Tuesday, August 30, 2005

China Ratifies World Health Organization Tobacco Control Framework

The leadership of China, concerned about the devastating impact of tobacco on their nation which has become the world's largest consumer of tobacco, has ratified the WHO(World Health Organization) framework to control tobacco use. This is an important step towards stemming the 1.2 million tobacco deaths each year as well as harm, injury and death to nonusers including children from secondhand smoke.

China announced that sales of cigarettes via vending machines would be immediately banned. And with a full 36% of China's population smoking, which is far worse than the 19-21% of Amercans that smoke, the costs to society in lost productivity, unneccessary medical costs and injuries is immense. The costs of smoking to a society can even rival the cost of a small war in increased medical costs and lost productivity.

Here are some important facts related to the devastating impact of tobacco:

In Tennessee, a smoking parent is enough grounds to deny child custody in the case of a divorce to that parent according to child welfare guidelines followed by judges in that state.

In Istanbul, Turkey a medical center found that 74% of children aged 3-8 who required ear tube surgery due to inner ear infection had the presense of a chemical that indicated nicotine in the child's urine. This means that secondhand smoke was the most likely factor to create inner ear infections in most young children.

In the U.S., Philip Morris USA issued an Email that accepted responsibility for secondhand cigarette smoke as a cause of SIDS(Sudden Infant Death Syndrome). Perhaps the smaller immune system of infants cannot tolerate the 4,000 poisons contained in cigarettes and death is caused by cigarette smoke poisoning.

In Britain, children as young as 12 who have become nicotine drug addicts by smoking are now being given nicotine patches to control their addiction.

In the U.S. while 5.4 million children yearly survive injuries from secondhand cigarette smoke such as asthma and inner ear infections, costing $4.6 billion a year to treat, another 6,200 children die from injuries from secondhand cigarette smoke.

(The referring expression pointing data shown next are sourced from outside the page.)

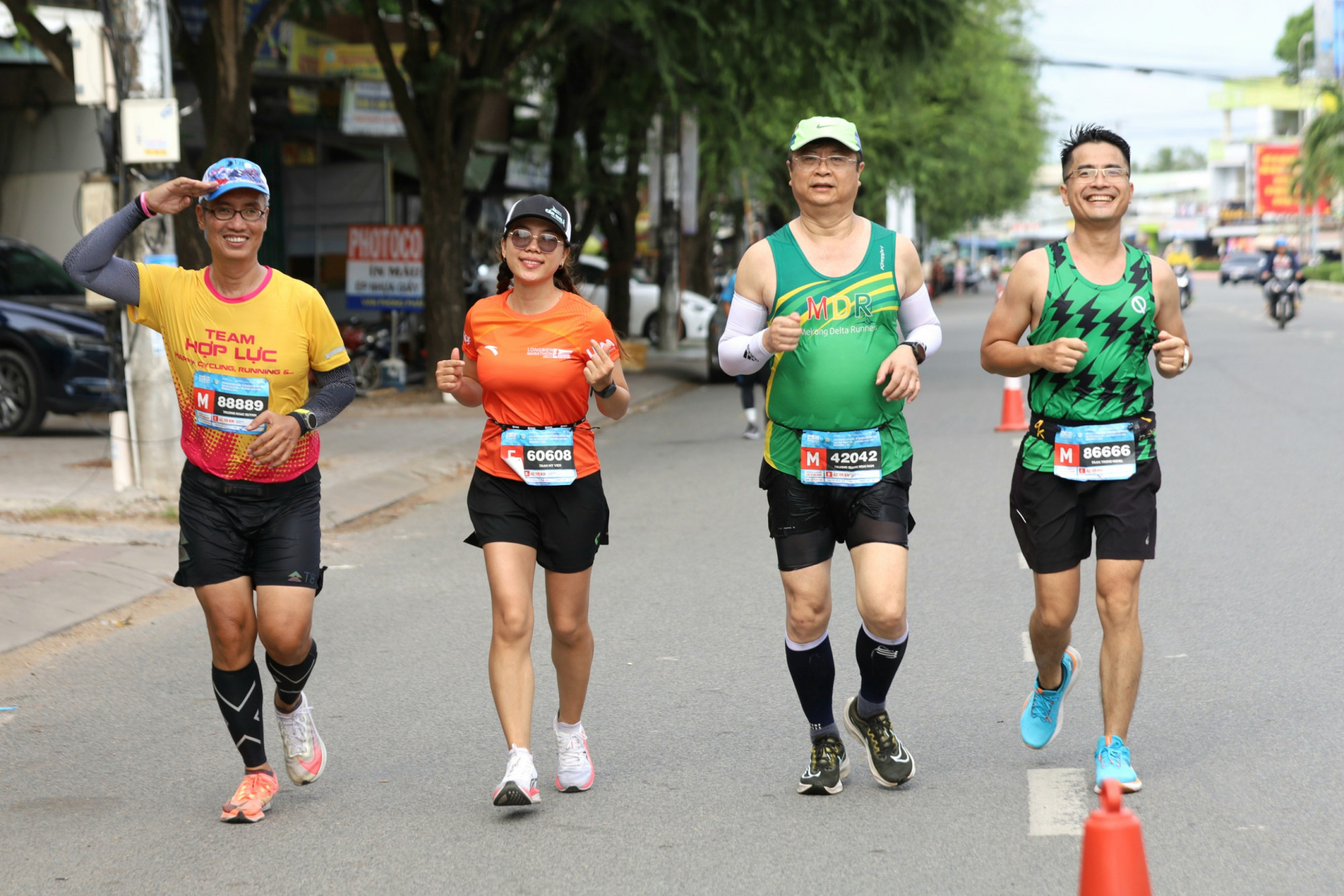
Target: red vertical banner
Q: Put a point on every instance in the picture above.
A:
(1275, 174)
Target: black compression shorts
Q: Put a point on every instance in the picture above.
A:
(807, 522)
(269, 533)
(1056, 518)
(565, 523)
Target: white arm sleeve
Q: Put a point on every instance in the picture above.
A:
(919, 323)
(741, 349)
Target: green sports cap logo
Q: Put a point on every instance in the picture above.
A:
(823, 128)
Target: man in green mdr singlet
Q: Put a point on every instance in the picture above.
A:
(838, 303)
(1089, 464)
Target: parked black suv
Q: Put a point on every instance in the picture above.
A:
(54, 357)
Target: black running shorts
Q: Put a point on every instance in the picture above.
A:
(565, 523)
(269, 533)
(807, 522)
(1056, 518)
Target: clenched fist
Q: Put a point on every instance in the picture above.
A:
(448, 375)
(783, 335)
(1062, 355)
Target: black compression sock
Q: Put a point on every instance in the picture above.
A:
(239, 695)
(291, 680)
(814, 672)
(878, 664)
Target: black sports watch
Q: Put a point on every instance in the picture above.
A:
(307, 421)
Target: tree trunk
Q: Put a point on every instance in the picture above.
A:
(446, 303)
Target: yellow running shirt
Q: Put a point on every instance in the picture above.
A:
(235, 358)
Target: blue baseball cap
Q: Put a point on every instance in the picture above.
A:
(235, 174)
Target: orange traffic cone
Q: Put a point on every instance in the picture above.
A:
(1013, 418)
(1114, 850)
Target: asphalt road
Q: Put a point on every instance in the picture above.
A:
(116, 762)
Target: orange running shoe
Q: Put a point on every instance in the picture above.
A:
(252, 800)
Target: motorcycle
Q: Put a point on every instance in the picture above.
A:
(1183, 284)
(1282, 295)
(366, 349)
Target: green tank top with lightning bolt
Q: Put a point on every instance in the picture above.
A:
(849, 328)
(1114, 381)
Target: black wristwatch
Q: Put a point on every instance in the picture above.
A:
(307, 421)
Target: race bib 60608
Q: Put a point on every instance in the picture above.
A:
(841, 459)
(1091, 453)
(541, 457)
(229, 404)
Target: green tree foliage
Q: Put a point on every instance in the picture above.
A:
(1181, 159)
(1287, 48)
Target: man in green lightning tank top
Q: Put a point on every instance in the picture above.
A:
(837, 304)
(1096, 308)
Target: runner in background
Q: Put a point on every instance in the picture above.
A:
(241, 342)
(532, 357)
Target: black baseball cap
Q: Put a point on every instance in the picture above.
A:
(542, 208)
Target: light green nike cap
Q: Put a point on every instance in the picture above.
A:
(822, 128)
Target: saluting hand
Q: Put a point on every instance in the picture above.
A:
(274, 447)
(1062, 355)
(905, 375)
(178, 195)
(448, 375)
(784, 334)
(1170, 351)
(600, 365)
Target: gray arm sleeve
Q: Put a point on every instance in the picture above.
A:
(93, 263)
(335, 392)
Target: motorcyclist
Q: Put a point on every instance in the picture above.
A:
(1279, 263)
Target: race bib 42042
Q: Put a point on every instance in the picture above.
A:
(541, 457)
(229, 404)
(1091, 453)
(841, 459)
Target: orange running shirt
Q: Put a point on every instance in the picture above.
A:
(235, 358)
(532, 371)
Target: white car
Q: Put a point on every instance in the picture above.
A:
(697, 310)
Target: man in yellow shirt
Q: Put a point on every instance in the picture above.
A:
(241, 341)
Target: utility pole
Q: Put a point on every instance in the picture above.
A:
(150, 142)
(670, 237)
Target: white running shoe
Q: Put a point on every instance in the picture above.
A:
(575, 772)
(306, 754)
(519, 785)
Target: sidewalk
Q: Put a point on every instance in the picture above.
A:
(73, 549)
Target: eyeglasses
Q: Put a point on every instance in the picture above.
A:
(1114, 173)
(523, 238)
(225, 213)
(835, 163)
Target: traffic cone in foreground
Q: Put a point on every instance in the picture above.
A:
(1114, 850)
(1013, 420)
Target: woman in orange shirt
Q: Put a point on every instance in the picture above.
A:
(533, 355)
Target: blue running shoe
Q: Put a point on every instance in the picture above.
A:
(1044, 710)
(1114, 762)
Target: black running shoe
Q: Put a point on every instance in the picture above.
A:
(827, 769)
(892, 766)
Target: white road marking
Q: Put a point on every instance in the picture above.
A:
(1058, 803)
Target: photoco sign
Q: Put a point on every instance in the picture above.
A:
(385, 268)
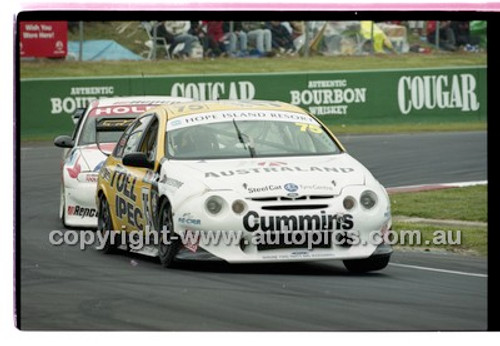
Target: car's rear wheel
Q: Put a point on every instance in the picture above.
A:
(367, 264)
(169, 243)
(105, 226)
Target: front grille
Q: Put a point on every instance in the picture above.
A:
(277, 241)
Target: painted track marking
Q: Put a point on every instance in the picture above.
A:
(438, 270)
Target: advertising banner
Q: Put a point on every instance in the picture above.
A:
(359, 96)
(43, 39)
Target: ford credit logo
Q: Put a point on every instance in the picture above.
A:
(290, 187)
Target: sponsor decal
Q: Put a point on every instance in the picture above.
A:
(91, 178)
(222, 116)
(441, 91)
(328, 97)
(80, 97)
(125, 199)
(265, 188)
(252, 222)
(229, 173)
(188, 219)
(149, 177)
(76, 169)
(105, 174)
(81, 211)
(241, 90)
(98, 167)
(191, 241)
(290, 187)
(316, 187)
(172, 182)
(119, 110)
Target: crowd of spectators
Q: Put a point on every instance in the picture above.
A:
(274, 38)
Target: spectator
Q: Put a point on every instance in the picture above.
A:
(416, 27)
(297, 28)
(178, 32)
(237, 37)
(281, 38)
(198, 30)
(446, 35)
(462, 34)
(259, 36)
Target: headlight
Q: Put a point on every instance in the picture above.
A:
(349, 202)
(238, 206)
(214, 205)
(368, 199)
(87, 177)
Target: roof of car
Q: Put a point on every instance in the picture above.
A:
(198, 107)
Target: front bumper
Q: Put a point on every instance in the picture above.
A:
(80, 206)
(227, 235)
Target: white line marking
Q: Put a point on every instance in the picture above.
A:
(457, 184)
(438, 270)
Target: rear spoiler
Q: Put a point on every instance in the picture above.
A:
(114, 124)
(79, 112)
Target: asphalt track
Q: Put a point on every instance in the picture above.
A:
(63, 288)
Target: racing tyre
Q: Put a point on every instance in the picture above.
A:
(62, 208)
(367, 264)
(167, 251)
(105, 225)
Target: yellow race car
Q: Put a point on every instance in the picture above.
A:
(242, 181)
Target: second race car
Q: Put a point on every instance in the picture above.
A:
(82, 158)
(256, 181)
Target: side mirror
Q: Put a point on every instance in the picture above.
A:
(77, 115)
(137, 160)
(64, 142)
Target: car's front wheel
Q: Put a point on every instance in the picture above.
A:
(367, 264)
(169, 243)
(62, 208)
(105, 227)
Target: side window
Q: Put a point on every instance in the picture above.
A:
(130, 140)
(120, 145)
(80, 114)
(150, 142)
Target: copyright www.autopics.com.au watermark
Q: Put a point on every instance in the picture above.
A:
(136, 240)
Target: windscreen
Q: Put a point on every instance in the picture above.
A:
(246, 134)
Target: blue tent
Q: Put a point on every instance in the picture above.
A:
(95, 50)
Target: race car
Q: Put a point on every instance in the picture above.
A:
(241, 181)
(82, 158)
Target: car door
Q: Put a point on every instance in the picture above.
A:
(122, 195)
(146, 188)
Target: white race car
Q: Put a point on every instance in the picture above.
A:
(257, 181)
(82, 158)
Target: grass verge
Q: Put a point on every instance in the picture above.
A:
(471, 240)
(461, 204)
(465, 204)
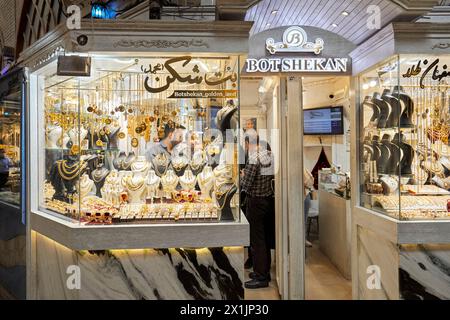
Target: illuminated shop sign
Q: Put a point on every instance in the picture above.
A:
(295, 40)
(297, 65)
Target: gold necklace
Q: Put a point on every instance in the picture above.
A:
(224, 198)
(99, 175)
(134, 186)
(179, 163)
(161, 160)
(70, 172)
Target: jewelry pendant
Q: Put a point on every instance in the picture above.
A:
(75, 149)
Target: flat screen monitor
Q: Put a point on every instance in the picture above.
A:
(323, 121)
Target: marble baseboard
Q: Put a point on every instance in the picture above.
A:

A Japanese study linked parents smoking to discolored gums in children as well as cavities and gum disease. Secondhand smoke destroys the oral health of children whose immune systems cannot defend against these poisons which include heavy metals such as lead, nickel and cadmium. A full 70% of children in the study who had a smoking parent at least suffered gum discoloration.

The U.S. Department of Human Services blames secondhand smoke for lung and sinus cancers as well as respiratory infections.

The U.S. Surgeon General blames the asthma epidemic on secondhand smoke. The rate of asthma is greatly increasing in the U.S. , and public smoking is a likely cause.

In Oregon, discarded cigarettes accounted for 95 fires in the last three weeks. This included a school fire that destroyed the school, an apartment building fire, and 93 grass or wooded areas fires. These fires are expensive in property and environmental damage, as well could involve the injury or loss of lives of firefighters or other persons.

The tobacco industry which is mainly located in the U.S. has long profitted from promoting a drug addiction that causes persons with no will power to practice their addiction in public places and spread death and injury to children and nonsmokers. At least the government of China is accepting the challenge to follow the WHO guidelines to protect the health of it's massive population. In the U.S., the lobby efforts of big tobacco still roadblock most legislation, but with China and other states taking the lead, more American politicians may respond with proper actions to ban public smoking and greatly limit this immoral and evil industry which injures and kills children and nonsmokng adults.